Para Justen Filho (2012, p. 92), do ponto de vista jurídico, deve- se, portanto, reconhecer a existência de cinco poderes no Estado brasileiro. E a assertiva de que o Executivo, o Legislativo e o Judiciário são Poderes da União, contida no art. 2º da CRFB/88, não pode servir de impedimento para que se negue a opção do constituinte originário de assegurar ao Tribunal de Contas e ao Ministério Público o regime jurídico próprio de um Poder.

Para Tavares:

Há funções de Estado e há funções dos diversos órgãos e agentes dele, mas que não se confundem, pois uma coisa são as funções do Estado e outra bastante diversa são as funções que deve desempenhar determinado órgão de Estado. As funções do Estado, que interessam mais de perto aqui, pode-se dizer, são aquelas atreladas aos órgãos da soberania nacional. Os “órgãos de soberania” são os órgãos caracterizados por receberem diretamente da norma Constitucional, o seu status, a sua conformação, competência, composição, numa palavra, sua definição. São estes os órgãos que podem conceber-se como titulares legitimamente exercentes de funções estatais. E é na Constituição que se encontra o grau de interdependência e colaboração entre os diferentes órgãos existentes. (TAVARES, 1999, p. 29)

Essa é a conclusão de Mello, que entende que:

[...] como o Texto Maior desdenhou designá-lo como Poder, é inútil ou improfícuo perguntarmo-

nos se seria ou não um Poder. Basta-nos uma conclusão, a meu ver irrefutável: o Tribunal de Contas, em nosso sistema, é um conjunto orgânico perfeitamente autônomo. (MELLO, 1984, p. 136- 137)

É também o entendimento de Britto (2005, p. 63), para quem o Tribunal de Contas não é órgão do Poder Legislativo e que quando a CRFB/88 diz que o Congresso Nacional exercerá o controle externo “com o auxílio do Tribunal de Contas da União” está a falar em auxílio do mesmo modo como fala do Ministério Público perante o Poder Judiciário. Há nesses casos, segundo o ministro aposentado do STF, uma só função com dois diferentes órgãos: a função jurisdicional, com a obrigatória participação do Poder Judiciário e Ministério Público, e a função controle externo, com a necessária intervenção do Parlamento e do Tribunal de Contas.

A atuação dos Tribunais de Contas se dá a latere do Parlamento, ou seja, ao lado, e não dentro, dele, inclusive exercendo atividades que “nascem e morrem do lado de fora das Casas Legislativas”, sem qualquer participação destas últimas. (BRITTO, 2005, p. 63-65)

Na mesma linha é o posicionamento de Maranhão (1990, p. 102), para quem a expressão “órgão auxiliar” deve ser compreendida como de cooperação funcional, na importante competência fiscalizadora do Poder Legislativo.
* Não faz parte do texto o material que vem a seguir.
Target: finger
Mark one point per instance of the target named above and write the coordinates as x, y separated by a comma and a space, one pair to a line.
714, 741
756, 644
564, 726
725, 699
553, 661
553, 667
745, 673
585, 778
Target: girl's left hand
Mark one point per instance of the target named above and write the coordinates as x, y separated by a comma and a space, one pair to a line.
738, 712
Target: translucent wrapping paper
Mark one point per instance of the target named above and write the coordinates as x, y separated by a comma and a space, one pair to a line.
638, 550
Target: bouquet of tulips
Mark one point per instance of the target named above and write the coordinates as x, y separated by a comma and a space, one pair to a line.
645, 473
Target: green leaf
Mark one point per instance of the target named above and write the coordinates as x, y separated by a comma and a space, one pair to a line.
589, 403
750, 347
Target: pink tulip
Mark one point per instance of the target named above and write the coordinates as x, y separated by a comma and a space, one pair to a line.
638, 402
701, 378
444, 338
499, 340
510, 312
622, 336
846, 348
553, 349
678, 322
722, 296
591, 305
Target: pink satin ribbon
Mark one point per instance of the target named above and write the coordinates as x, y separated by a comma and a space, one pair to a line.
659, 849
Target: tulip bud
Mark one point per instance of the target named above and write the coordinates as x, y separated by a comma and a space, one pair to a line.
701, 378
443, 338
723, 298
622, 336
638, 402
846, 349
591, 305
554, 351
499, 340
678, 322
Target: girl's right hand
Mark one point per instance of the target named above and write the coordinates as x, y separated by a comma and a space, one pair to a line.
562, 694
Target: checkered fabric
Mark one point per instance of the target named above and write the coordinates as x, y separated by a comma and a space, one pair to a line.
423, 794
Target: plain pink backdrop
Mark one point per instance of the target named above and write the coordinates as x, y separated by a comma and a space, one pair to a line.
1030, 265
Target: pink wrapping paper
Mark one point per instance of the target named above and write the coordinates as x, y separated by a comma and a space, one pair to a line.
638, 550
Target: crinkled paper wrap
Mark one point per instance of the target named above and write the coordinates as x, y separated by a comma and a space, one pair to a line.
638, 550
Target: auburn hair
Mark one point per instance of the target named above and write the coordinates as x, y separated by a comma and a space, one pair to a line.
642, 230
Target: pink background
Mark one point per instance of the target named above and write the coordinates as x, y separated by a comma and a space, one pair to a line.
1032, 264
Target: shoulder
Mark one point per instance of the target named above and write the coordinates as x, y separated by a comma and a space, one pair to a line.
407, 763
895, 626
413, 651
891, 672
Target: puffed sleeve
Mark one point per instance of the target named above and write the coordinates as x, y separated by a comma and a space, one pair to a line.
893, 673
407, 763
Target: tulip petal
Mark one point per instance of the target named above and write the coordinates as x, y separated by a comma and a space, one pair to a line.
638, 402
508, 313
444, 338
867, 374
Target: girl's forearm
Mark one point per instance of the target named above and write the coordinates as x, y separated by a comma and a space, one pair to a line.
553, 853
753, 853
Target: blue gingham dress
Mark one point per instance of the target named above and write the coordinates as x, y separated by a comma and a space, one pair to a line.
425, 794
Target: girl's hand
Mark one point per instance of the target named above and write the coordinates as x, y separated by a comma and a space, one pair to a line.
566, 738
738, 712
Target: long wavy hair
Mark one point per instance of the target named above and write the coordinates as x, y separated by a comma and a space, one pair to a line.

O Tribunal de Contas é um órgão independente em relação aos três Poderes, mas que os auxilia no desempenho de suas atividades de governo ou em suas específicas atribuições constitucionais, sem subordinação hierárquica ou administrativa a quaisquer deles. A expressão “órgão auxiliar do Poder Legislativo” deve ser interpretada como de cooperação funcional, na importante missão fiscalizadora desse Poder. (MARANHÃO, 1990, p. 101-102)

Portanto, o Tribunal de Contas se situa entre os Poderes, e não em algum deles. A Constituição italiana, talvez por essa razão, tenha qualificado-o como órgão auxiliar da República, e não de algum dos seus Poderes. Da mesma forma, a Constituição brasileira de 1934, que o definiu como órgão de cooperação nas atividades governamentais. (MARANHÃO, 1990, p. 102)

Pois é essa função de controle externo que não foi sistematizada adequadamente pelo Constituinte de 1988, inserindo as disposições relativas a ela dentro do capítulo (I, do Título IV, da Organização dos Poderes) destinado ao Poder Legislativo, e não prevendo expressamente

o Poder de Controle como um elemento orgânico do Estado, deixando, com isso, de destinar a ele um capítulo específico dentro do mencionado título.

Pode parecer que se trata apenas de um problema de sistematização. Mas essa questão não pode ser classificada como um pormenor. Até mesmo porque, muito da confusão e da má compreensão que se faz acerca dos Tribunais de Contas decorre do posicionamento equivocado na nossa Constituição de 1988, a qual deixou passar uma oportunidade histórica de quebrar os grilhões da clássica tripartição de poderes.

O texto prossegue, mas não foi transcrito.